Diesel Falls 11.5¢ to $4.603

Drop Is Largest Since Sept. ’06
By Daniel P. Bearth, Staff Writer

This story appears in the Aug. 4 print edition of Transport Topics

The national average retail price of diesel fell 11.5 cents to $4.603 a gallon last week, the largest one-week drop in nearly two years and the second consecutive weekly decline, the Department of Energy reported.

Diesel has fallen 16.1 cents a gallon since hitting a record high of $4.764 on July 7. Last week’s decline was the biggest since an 11.8-cent dip on Sept. 25, 2006.



The national average price for regular gasoline fell 10.9 cents a gallon to $3.955 last week, the first time since June 2 that the average was less than $4, DOE said after its July 28 survey of fueling stations.

Industry observers said they expect downward pressure on pump prices to continue as fuel demand falls in the United States, the world’s largest market for refined petroleum products.

“The fuel [price] situation is easing right now,” said Eric Starks, president of consulting firm FTR Associates in Nashville, Ind.

“But we’re still talking about $120- to $125-a-barrel oil, which is where we were in May. That still puts pressure on the overall economy and transportation in general,” he said.

Even with the decline in prices, however, diesel remains $1.717 a gallon higher than the corresponding time a year ago. Gasoline is $1.079 cents a gallon higher than it was in 2007.

The increases added $1.5 billion to the cost of fuel purchased by trucking companies in the United States, based on estimates by American Trucking Associations.

To compensate for higher fuel costs, Dino Guadagni, vice president of Western Distributing in Denver, said his company added in-cab devices to track fuel use and reward drivers based on miles per gallon and idling-time reductions.

“We’ve been measuring driver performance for the last three or four years and last year, we got serious. We generate highly detailed, monthly snapshots. We’ve got a 0.4 to 0.5 mile-per-gallon improvement already.”

In one fleet of 62 trucks, management limited the speed to 70 miles per hour, resulting in a 0.2-mile-per-gallon increase in fuel efficiency and saving about $10,000 a month per truck.

Although some drivers quit because of the speed restrictions, Guadagni said, most have made the adjustment.

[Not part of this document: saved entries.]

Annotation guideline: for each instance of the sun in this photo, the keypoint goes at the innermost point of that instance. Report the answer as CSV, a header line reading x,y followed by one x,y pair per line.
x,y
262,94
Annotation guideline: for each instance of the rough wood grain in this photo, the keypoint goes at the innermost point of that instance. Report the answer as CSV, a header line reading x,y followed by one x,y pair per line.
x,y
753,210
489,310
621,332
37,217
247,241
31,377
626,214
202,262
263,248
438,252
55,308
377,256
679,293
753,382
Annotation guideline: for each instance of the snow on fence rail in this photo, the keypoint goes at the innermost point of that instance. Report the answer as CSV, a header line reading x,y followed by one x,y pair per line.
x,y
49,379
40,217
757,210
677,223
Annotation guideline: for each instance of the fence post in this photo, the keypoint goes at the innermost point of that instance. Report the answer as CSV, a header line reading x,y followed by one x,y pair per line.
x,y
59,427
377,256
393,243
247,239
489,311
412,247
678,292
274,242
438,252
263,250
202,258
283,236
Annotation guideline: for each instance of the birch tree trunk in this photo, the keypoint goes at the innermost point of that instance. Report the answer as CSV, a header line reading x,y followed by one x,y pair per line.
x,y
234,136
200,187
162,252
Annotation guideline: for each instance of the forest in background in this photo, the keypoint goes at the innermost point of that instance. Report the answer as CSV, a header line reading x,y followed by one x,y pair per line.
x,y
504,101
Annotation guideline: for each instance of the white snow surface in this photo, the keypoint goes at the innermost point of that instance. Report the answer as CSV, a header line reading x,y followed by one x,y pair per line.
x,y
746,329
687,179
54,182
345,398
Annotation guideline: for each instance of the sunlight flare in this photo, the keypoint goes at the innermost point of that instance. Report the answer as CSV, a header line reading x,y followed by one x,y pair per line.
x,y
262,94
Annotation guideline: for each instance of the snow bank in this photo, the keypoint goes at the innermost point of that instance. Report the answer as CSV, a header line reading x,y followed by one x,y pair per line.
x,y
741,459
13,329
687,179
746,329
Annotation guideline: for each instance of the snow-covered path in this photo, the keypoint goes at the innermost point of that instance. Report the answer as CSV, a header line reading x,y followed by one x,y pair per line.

“I call them rocket guys, and you can’t change that mentality,” Guadagni said of the former drivers.

The reprieve from rising prices will allow some truckers to catch up on fuel surcharges, Starks said.

“They won’t have to be chasing rising fuel costs,” Starks said. “If prices hover in this range, it will not be a further hindrance. It’s not the absolute level [of fuel prices] that kills you; it’s the change in price. If this is the new norm, everybody can adjust. If you see those $20, $25 or $30 increases, that is hard to take.”

The unprecedented level of fuel prices has been dampening demand.

The U.S. Energy Information Administration said U.S. petroleum demand in May — 19.7 million barrels a day — was the lowest for any month in five years. Demand for gasoline dropped 2.3%, compared with May 2007, and demand for distillate fuels, which include diesel, was off 3.2%.

May was the 10th consecutive month of year-to-year decline in U.S. demand, the longest since the 12 months between September 1990 and August 1991, according to a report issued July 29 by the Oil Price Information Service.

Contracts for September delivery of light, sweet crude closed at $126.77 a barrel in electronic trading July 30 on the New York Mercantile Exchange. Crude oil prices have fallen about 13% since reaching a record high of $145.29 a barrel on July 3.

An increase in the value of the U.S. dollar last week against the euro and yen helped to offset supply concerns sparked by the sabotage of two oil pipelines by militants in Nigeria, The Associated Press reported.

Victor Shum, an energy analyst in Singapore, said the attacks in Nigeria simply kept oil prices from slipping further, based on concern that high fuel prices have hurt demand in the United States and increasing uncertainty over the global economy.

“Pricing in the near term looks quite stable around the $125 level,” Shum said.